Exercise can protect against skin cancer

May 15, 2006

While doctors and scientists have long agreed that physical activity has health benefits, Rutgers cancer researcher Allan Conney and his New Jersey colleagues have found that exercise can even protect against skin cancer.

Their study, reported in the May 13 issue of the journal Carcinogenesis, found that mice exposed to ultraviolet B light (UVB) – and with continual access to running wheels – took longer to develop skin tumors and developed fewer and smaller tumors than a group of similarly exposed mice that didn't have a gym handy.

This is the first time the relationship between skin carcinogenesis and increased activity by voluntary running wheel exercise has been studied in the laboratory.

In both groups, the number of tumors per mouse increased with time, but animals with access to running wheels had approximately 32 percent fewer tumors than animals without running wheels. Tumor size per mouse in the non-exercising group was on average more than three times greater than for the group with the running wheels.

As might be expected, the exercising mice ate and drank more but had less body fat than their more sedentary associates, and the number of tumors also decreased with lower body fat.

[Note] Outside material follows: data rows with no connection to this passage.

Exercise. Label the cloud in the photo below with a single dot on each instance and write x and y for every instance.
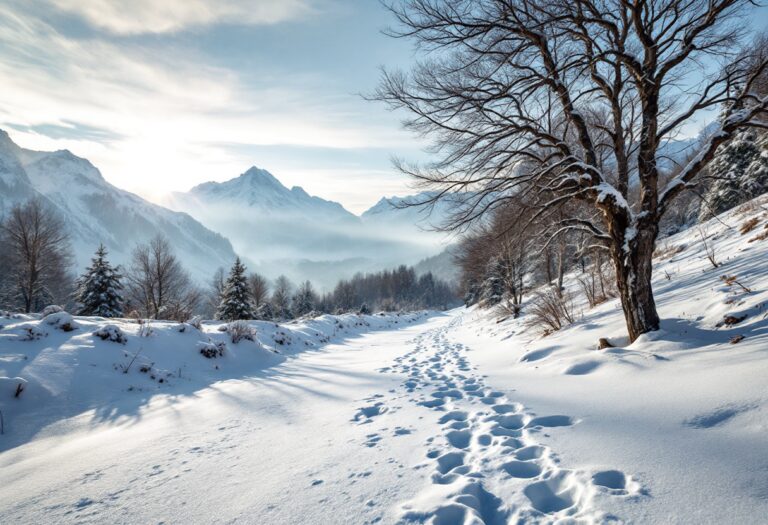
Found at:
(153, 116)
(69, 130)
(163, 16)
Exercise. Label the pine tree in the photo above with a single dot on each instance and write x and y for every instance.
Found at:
(236, 299)
(740, 169)
(304, 300)
(492, 291)
(99, 288)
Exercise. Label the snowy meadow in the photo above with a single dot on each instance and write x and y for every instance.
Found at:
(440, 262)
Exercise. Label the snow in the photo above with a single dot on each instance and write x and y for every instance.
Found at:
(98, 212)
(440, 418)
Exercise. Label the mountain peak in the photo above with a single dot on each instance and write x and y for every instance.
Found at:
(259, 176)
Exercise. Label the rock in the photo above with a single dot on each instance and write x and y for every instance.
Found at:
(603, 343)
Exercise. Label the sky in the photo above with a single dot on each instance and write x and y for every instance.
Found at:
(162, 96)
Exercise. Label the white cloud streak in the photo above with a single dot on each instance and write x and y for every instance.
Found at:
(162, 16)
(164, 106)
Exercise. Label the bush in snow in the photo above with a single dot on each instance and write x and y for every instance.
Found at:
(112, 333)
(265, 312)
(236, 298)
(212, 349)
(99, 288)
(51, 309)
(31, 332)
(196, 322)
(550, 310)
(61, 320)
(239, 330)
(304, 300)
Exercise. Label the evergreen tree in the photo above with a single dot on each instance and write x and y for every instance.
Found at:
(236, 299)
(492, 291)
(99, 288)
(740, 170)
(305, 299)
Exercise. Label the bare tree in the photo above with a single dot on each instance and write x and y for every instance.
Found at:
(159, 285)
(215, 291)
(259, 289)
(37, 256)
(572, 100)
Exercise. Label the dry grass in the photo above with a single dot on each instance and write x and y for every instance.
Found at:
(550, 311)
(749, 225)
(760, 236)
(667, 252)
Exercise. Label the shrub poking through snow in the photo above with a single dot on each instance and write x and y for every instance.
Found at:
(550, 310)
(13, 385)
(31, 332)
(212, 349)
(239, 330)
(61, 320)
(51, 309)
(748, 225)
(112, 333)
(731, 320)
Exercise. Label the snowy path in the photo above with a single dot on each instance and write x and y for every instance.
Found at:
(391, 426)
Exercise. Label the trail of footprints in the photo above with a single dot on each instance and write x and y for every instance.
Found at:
(488, 448)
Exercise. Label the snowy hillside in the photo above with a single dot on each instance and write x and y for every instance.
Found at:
(450, 418)
(97, 212)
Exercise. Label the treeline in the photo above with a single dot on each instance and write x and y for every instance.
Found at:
(240, 295)
(36, 262)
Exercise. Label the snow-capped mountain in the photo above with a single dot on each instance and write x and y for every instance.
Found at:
(409, 211)
(97, 212)
(288, 231)
(259, 190)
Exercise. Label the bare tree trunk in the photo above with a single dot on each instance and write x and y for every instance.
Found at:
(633, 279)
(561, 264)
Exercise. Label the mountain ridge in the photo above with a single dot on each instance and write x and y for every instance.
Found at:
(95, 211)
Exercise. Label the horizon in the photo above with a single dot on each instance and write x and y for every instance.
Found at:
(181, 95)
(177, 96)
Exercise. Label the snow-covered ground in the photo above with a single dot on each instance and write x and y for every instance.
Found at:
(443, 418)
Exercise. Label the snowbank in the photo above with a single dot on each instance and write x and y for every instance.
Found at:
(72, 364)
(684, 411)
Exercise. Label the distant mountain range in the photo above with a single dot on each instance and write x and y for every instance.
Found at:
(275, 229)
(282, 230)
(96, 212)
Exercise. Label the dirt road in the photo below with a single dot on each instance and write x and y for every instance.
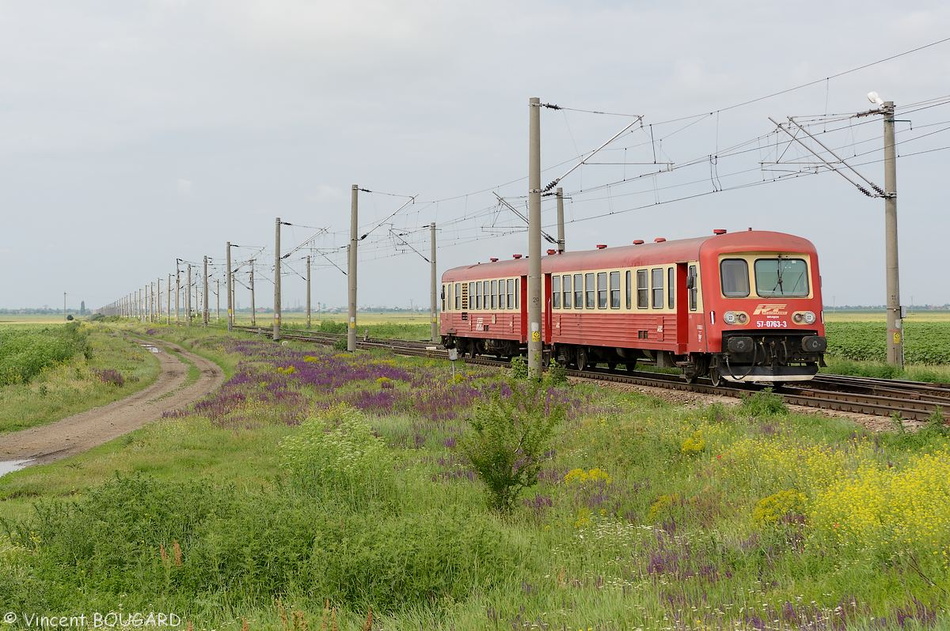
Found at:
(94, 427)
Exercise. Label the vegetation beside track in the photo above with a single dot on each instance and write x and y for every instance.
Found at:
(317, 486)
(57, 370)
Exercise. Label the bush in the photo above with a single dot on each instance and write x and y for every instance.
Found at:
(336, 457)
(509, 439)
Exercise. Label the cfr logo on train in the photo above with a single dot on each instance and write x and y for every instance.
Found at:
(770, 309)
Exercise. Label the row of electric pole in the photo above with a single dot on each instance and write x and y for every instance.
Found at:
(139, 304)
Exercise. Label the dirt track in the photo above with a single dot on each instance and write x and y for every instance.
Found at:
(85, 430)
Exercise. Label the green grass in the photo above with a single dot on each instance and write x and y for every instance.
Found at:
(647, 514)
(75, 385)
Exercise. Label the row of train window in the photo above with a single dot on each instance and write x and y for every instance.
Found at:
(483, 294)
(591, 290)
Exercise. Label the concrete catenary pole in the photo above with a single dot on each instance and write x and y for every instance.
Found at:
(177, 291)
(253, 306)
(351, 270)
(895, 333)
(277, 280)
(535, 345)
(308, 291)
(205, 314)
(188, 296)
(434, 288)
(560, 220)
(229, 283)
(168, 301)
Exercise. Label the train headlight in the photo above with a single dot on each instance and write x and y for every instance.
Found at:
(735, 317)
(804, 317)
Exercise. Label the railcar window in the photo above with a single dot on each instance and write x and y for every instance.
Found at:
(601, 290)
(735, 278)
(614, 290)
(628, 285)
(589, 301)
(643, 289)
(694, 290)
(781, 277)
(670, 284)
(657, 273)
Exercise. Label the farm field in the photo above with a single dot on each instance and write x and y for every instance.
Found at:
(320, 489)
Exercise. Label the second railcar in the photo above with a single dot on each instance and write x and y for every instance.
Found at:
(743, 306)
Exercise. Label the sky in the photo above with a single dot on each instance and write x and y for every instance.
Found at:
(135, 136)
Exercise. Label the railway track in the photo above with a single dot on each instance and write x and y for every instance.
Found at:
(908, 400)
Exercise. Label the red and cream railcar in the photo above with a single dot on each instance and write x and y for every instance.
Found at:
(742, 306)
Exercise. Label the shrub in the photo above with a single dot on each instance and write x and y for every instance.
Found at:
(336, 456)
(509, 439)
(764, 403)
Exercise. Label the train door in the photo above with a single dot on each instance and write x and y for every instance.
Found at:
(546, 316)
(523, 297)
(682, 308)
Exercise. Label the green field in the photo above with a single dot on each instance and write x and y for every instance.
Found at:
(320, 489)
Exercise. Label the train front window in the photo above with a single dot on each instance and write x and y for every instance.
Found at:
(735, 278)
(781, 277)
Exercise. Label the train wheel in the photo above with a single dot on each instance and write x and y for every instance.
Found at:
(580, 358)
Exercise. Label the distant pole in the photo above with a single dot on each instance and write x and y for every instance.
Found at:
(228, 282)
(895, 334)
(205, 311)
(188, 296)
(434, 289)
(535, 345)
(277, 281)
(177, 291)
(253, 307)
(351, 270)
(168, 301)
(560, 220)
(308, 291)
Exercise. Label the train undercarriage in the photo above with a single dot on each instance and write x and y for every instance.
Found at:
(763, 358)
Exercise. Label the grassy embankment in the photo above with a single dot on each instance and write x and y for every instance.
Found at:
(647, 514)
(49, 372)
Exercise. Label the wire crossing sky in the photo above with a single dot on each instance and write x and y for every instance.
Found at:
(138, 134)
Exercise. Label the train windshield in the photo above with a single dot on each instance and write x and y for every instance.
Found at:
(781, 276)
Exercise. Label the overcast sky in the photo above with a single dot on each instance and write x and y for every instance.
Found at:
(135, 133)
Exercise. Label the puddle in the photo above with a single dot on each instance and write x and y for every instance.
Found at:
(6, 466)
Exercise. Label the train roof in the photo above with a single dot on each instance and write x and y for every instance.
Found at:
(659, 251)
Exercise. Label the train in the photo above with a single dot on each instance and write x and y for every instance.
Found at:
(739, 306)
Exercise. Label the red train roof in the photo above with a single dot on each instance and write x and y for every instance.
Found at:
(664, 252)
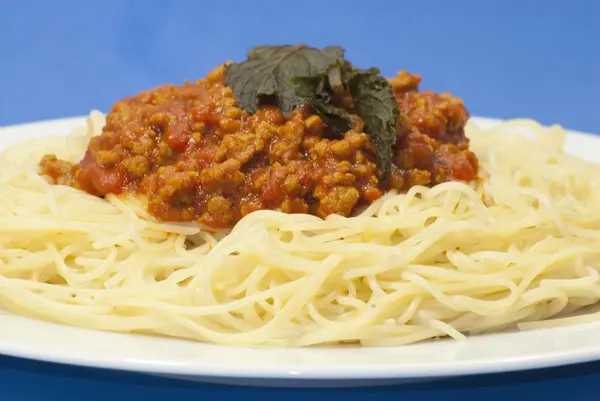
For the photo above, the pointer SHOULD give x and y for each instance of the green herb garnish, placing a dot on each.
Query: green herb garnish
(297, 75)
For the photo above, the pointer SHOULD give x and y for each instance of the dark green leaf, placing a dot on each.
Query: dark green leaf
(316, 92)
(268, 71)
(375, 104)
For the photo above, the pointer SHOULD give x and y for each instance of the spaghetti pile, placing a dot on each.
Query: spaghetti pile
(521, 246)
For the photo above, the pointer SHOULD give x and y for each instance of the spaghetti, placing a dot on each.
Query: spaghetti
(521, 246)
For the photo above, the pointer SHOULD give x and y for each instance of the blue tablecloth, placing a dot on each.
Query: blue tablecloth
(511, 58)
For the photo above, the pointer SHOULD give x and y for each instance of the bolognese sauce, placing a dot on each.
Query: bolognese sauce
(196, 156)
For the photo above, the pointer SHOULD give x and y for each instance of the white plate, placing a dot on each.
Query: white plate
(501, 352)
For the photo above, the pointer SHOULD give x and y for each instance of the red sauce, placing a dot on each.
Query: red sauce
(194, 155)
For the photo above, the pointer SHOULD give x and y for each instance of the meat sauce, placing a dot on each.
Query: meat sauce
(194, 155)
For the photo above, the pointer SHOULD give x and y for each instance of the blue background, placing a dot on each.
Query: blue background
(507, 59)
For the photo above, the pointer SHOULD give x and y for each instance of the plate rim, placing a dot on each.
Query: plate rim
(295, 371)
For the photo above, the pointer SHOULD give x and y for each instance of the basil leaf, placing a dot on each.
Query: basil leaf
(297, 75)
(268, 70)
(316, 92)
(375, 104)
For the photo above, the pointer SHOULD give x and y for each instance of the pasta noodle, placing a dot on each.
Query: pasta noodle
(520, 247)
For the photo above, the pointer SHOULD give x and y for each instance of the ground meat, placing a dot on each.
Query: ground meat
(434, 148)
(195, 155)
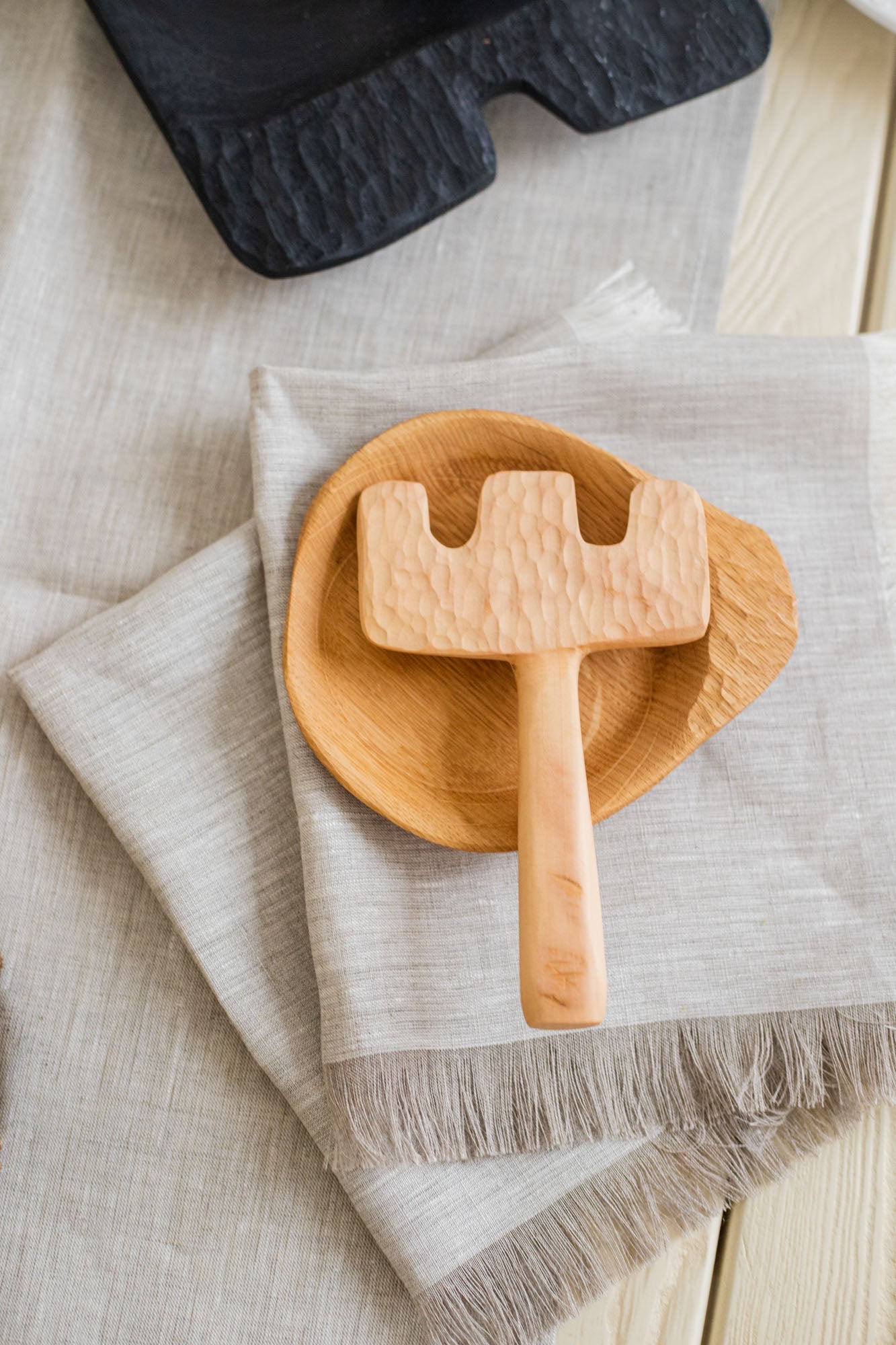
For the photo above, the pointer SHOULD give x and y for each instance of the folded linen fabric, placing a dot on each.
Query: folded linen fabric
(166, 709)
(155, 1187)
(747, 898)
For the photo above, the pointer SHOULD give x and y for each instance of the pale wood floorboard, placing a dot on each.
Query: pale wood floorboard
(663, 1304)
(799, 267)
(813, 1260)
(817, 1256)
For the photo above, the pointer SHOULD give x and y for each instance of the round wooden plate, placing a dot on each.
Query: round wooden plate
(431, 743)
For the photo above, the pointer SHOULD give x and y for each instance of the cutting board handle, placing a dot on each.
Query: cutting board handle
(563, 974)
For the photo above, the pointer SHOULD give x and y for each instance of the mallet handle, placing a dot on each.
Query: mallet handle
(563, 974)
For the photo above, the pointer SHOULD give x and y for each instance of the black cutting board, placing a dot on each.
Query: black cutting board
(317, 132)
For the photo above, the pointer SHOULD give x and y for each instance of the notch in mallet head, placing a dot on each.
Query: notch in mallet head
(528, 590)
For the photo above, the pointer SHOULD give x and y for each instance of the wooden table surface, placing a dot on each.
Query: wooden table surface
(811, 1261)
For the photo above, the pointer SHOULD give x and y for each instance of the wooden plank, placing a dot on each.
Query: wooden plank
(880, 301)
(817, 1256)
(663, 1304)
(805, 233)
(810, 1261)
(798, 268)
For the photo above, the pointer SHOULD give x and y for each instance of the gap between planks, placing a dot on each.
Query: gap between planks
(813, 256)
(786, 1269)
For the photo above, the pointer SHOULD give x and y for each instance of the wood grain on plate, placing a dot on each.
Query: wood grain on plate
(432, 743)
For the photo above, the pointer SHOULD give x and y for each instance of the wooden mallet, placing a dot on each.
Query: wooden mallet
(528, 590)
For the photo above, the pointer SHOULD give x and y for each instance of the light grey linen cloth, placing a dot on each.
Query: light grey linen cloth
(167, 711)
(747, 899)
(155, 1186)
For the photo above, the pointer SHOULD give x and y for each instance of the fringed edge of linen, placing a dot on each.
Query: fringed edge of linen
(620, 1083)
(553, 1265)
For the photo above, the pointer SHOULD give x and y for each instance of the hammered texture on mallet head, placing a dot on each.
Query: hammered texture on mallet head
(526, 583)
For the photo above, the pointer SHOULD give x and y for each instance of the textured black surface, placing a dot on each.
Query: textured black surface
(315, 134)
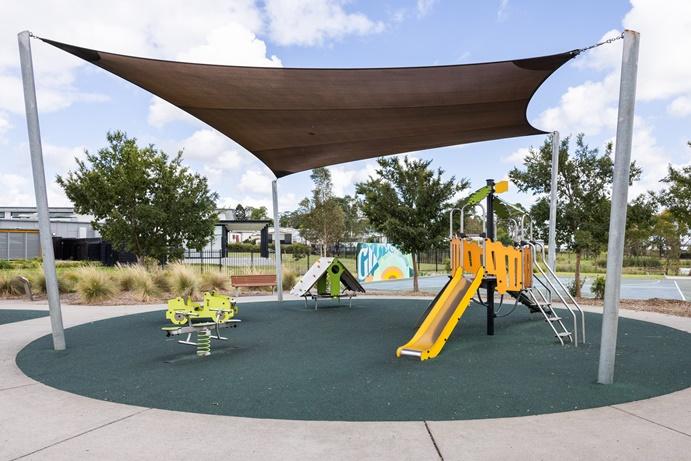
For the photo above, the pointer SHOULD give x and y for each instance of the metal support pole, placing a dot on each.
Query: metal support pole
(552, 239)
(491, 281)
(277, 243)
(617, 219)
(36, 151)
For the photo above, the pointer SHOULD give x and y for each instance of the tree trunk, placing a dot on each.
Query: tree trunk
(577, 283)
(416, 287)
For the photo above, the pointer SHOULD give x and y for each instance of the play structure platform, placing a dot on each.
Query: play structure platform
(480, 261)
(442, 316)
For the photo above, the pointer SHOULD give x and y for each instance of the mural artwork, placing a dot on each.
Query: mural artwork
(382, 261)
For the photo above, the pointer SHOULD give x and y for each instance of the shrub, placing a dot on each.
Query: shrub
(160, 279)
(16, 286)
(598, 288)
(571, 286)
(67, 281)
(4, 284)
(95, 285)
(146, 288)
(182, 280)
(38, 282)
(214, 280)
(126, 277)
(289, 279)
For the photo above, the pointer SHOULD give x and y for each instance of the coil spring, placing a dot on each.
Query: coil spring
(204, 343)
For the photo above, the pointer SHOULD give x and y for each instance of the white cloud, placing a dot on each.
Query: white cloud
(314, 22)
(287, 201)
(425, 6)
(214, 150)
(255, 181)
(663, 74)
(503, 10)
(680, 107)
(15, 190)
(344, 178)
(160, 28)
(5, 126)
(516, 157)
(62, 159)
(232, 44)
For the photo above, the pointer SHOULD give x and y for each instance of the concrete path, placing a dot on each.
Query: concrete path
(631, 287)
(39, 422)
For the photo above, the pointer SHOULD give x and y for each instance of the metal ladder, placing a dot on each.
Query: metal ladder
(544, 304)
(555, 322)
(559, 286)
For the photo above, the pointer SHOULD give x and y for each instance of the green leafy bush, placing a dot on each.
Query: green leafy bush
(289, 279)
(598, 287)
(571, 285)
(182, 280)
(213, 280)
(94, 286)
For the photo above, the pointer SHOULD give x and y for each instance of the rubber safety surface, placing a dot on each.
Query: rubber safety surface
(289, 362)
(18, 315)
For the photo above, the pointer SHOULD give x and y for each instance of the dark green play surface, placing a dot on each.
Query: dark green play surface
(286, 361)
(16, 315)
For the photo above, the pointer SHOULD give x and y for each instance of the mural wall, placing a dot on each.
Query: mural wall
(382, 261)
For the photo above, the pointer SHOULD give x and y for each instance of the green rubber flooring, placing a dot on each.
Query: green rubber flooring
(16, 315)
(337, 363)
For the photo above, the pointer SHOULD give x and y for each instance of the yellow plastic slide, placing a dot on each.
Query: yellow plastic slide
(443, 317)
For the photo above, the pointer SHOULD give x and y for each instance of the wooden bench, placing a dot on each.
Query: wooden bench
(260, 280)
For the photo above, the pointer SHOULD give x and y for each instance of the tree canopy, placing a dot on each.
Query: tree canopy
(320, 218)
(583, 189)
(142, 200)
(408, 202)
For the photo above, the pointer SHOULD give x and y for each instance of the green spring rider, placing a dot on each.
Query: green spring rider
(214, 312)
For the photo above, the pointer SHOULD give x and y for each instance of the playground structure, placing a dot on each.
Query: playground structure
(188, 317)
(482, 101)
(331, 279)
(478, 260)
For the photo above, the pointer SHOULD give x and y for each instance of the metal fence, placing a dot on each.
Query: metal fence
(244, 262)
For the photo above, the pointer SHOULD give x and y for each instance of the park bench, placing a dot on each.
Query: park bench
(259, 280)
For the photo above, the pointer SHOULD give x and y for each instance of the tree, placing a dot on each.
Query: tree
(640, 221)
(583, 189)
(667, 234)
(142, 200)
(677, 196)
(322, 219)
(259, 213)
(408, 202)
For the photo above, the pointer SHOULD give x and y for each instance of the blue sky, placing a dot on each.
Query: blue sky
(80, 103)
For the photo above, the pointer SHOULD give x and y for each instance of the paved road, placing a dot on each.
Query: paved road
(631, 288)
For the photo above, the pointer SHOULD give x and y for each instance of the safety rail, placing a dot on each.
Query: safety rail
(541, 244)
(555, 290)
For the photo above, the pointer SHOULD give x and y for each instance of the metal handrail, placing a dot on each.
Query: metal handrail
(544, 259)
(451, 221)
(573, 314)
(483, 216)
(544, 314)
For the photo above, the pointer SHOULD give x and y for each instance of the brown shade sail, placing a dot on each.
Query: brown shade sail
(298, 119)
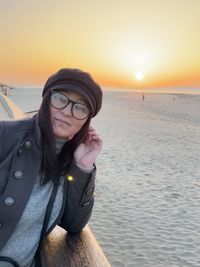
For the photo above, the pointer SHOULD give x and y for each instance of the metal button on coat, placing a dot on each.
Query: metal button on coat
(90, 192)
(86, 204)
(18, 175)
(9, 201)
(28, 144)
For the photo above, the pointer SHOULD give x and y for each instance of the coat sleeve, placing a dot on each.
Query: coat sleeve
(79, 199)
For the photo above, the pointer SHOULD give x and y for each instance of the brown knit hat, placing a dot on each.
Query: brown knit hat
(77, 81)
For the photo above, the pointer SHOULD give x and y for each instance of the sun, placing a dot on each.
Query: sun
(139, 75)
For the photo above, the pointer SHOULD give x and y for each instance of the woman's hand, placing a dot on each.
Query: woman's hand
(86, 153)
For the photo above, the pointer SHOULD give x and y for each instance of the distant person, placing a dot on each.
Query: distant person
(47, 167)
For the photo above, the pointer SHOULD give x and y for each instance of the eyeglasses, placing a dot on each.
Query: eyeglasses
(78, 110)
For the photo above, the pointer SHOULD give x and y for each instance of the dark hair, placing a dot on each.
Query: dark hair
(54, 165)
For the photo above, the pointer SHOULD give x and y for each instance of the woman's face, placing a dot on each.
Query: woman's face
(63, 122)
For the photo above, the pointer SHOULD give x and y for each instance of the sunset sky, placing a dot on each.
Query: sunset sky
(122, 43)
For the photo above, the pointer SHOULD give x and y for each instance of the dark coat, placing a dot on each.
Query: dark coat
(20, 161)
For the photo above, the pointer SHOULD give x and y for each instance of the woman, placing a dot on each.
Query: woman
(47, 168)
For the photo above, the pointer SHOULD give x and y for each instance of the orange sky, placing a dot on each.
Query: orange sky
(111, 39)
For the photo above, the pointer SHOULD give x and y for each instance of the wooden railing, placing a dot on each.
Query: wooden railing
(81, 250)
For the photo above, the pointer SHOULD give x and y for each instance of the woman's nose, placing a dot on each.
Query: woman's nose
(68, 109)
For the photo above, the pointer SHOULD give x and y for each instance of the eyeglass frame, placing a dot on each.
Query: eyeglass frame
(69, 101)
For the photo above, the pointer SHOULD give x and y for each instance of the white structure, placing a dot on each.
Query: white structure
(5, 89)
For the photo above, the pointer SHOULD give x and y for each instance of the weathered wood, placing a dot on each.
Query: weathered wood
(81, 250)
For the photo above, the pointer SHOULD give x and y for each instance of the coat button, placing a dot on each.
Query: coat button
(86, 204)
(9, 201)
(28, 144)
(90, 192)
(18, 175)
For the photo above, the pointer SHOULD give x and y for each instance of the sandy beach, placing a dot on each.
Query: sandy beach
(147, 206)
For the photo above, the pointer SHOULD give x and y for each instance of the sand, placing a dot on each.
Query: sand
(147, 206)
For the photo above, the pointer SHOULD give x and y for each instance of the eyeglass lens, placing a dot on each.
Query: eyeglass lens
(60, 101)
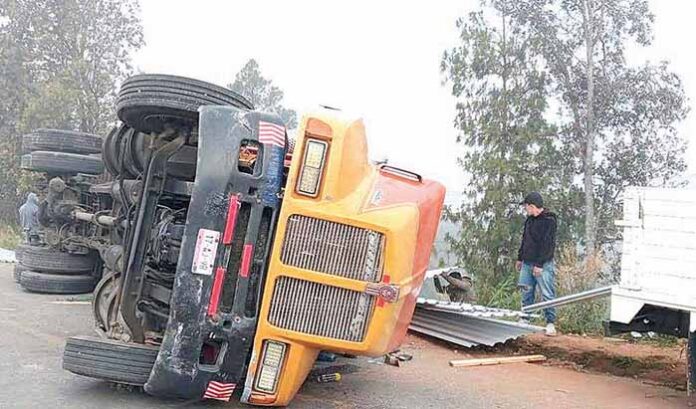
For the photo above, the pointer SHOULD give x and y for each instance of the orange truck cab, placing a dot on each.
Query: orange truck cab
(351, 249)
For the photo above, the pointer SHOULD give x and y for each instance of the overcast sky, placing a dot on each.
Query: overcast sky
(378, 60)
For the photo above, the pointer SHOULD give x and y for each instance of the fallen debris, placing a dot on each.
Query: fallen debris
(395, 358)
(497, 361)
(467, 330)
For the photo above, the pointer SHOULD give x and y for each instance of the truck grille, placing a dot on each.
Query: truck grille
(321, 310)
(333, 248)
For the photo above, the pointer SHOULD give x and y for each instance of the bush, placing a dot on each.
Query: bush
(574, 276)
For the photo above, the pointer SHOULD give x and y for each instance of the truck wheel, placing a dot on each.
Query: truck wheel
(62, 163)
(17, 273)
(151, 102)
(56, 140)
(109, 360)
(49, 260)
(35, 282)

"This relationship between body fat and tumors may also play an important role in carcinogenesis and warrants further investigation, particularly with obesity on the increase in the Western world," said Conney, State of New Jersey Professor of Chemical Biology at Rutgers, The State University of New Jersey.

In another first, the researchers also detected what could be the mechanism responsible for this effect. Subsequent to the studies reported in the journal article, they conducted follow-up work that suggests that exercise enhances UVB-induced apoptosis (programmed cell death) both in the skin – a normal, protective process that removes sun-damaged cells – and in UVB-induced tumors.

"While UVB is triggering the development of tumors, exercise is counteracting the effect by stimulating the death of the developing cancer cells," said Conney, who is also the director of the Susan Lehman Cullman Laboratory for Cancer Research at Rutgers' Ernest Mario School of Pharmacy.

Conney noted that all these conclusions are based on laboratory studies on mice, and it is not yet known whether exercise decreases the risk of sunlight-induced skin cancer in humans. Clinical trials are needed to investigate this further. In bowel cancer, however, evidence from population studies already suggests that physically active people have a reduced risk of developing the disease, but the mechanisms remain unclear.